東京五輪・パラリンピック組織委員会は22日、五輪の開閉会式でディレクターを務める元お笑い芸人の小林賢太郎氏を解任したと発表した。過去の反ユダヤ的発言を問題視した。
小林氏はラーメンズとして活動していた際のコントで、ナチス・ドイツによるホロコースト(ユダヤ人大虐殺)を揶揄する動画がインターネット上に拡散され、批判が高まっていた。
米国の反ユダヤ活動監視団体サイモン・ウィーゼンタール・センター(SWC)が非難する声明を発表。
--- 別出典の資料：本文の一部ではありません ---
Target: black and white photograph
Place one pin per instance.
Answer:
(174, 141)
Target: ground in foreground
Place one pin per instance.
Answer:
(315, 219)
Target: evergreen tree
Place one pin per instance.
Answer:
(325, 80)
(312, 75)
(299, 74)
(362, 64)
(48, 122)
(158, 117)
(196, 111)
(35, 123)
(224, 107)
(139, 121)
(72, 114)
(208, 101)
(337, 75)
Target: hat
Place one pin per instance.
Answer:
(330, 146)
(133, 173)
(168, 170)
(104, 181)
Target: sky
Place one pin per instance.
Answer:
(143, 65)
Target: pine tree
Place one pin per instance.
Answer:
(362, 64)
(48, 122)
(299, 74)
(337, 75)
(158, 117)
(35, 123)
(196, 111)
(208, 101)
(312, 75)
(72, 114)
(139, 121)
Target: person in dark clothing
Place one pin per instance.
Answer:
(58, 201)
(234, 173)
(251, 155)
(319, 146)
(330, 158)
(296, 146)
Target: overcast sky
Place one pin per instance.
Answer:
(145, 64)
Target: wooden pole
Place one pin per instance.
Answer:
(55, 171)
SWCのエイブラハム・クーパー氏は「この人物が五輪に関わることは、(ホロコーストで犠牲になったとされる)600万人のユダヤ人の記憶を侮辱し、パラリンピックを残酷にあざけることになる」と強弁した。
組織委は「自身の公演で過去に歴史上の痛ましい事実を揶揄するせりふを使用していたことが分かった。開会式が目前に迫る中、このような事態となり深くおわび申し上げる」とコメント。記者会見した組織委の橋本聖子会長は「あすの開会式をどのように行うか検討中。早急に結論を出したい」と述べた。
東京大会の式典をめぐっては、クリエーティブディレクターの佐々木宏氏が出演候補者の容姿を侮辱する演出案を出したことを批判されて3月に辞任。さらに、開会式の楽曲制作担当だったミュージシャンの小山田圭吾氏が過去のいじめ行為告白を批判されて今月19日に辞任した。
会見で自身の去就について問われた橋本会長は「私としては、やり通さなくてはいけないと思う」と語り、辞任を否定した。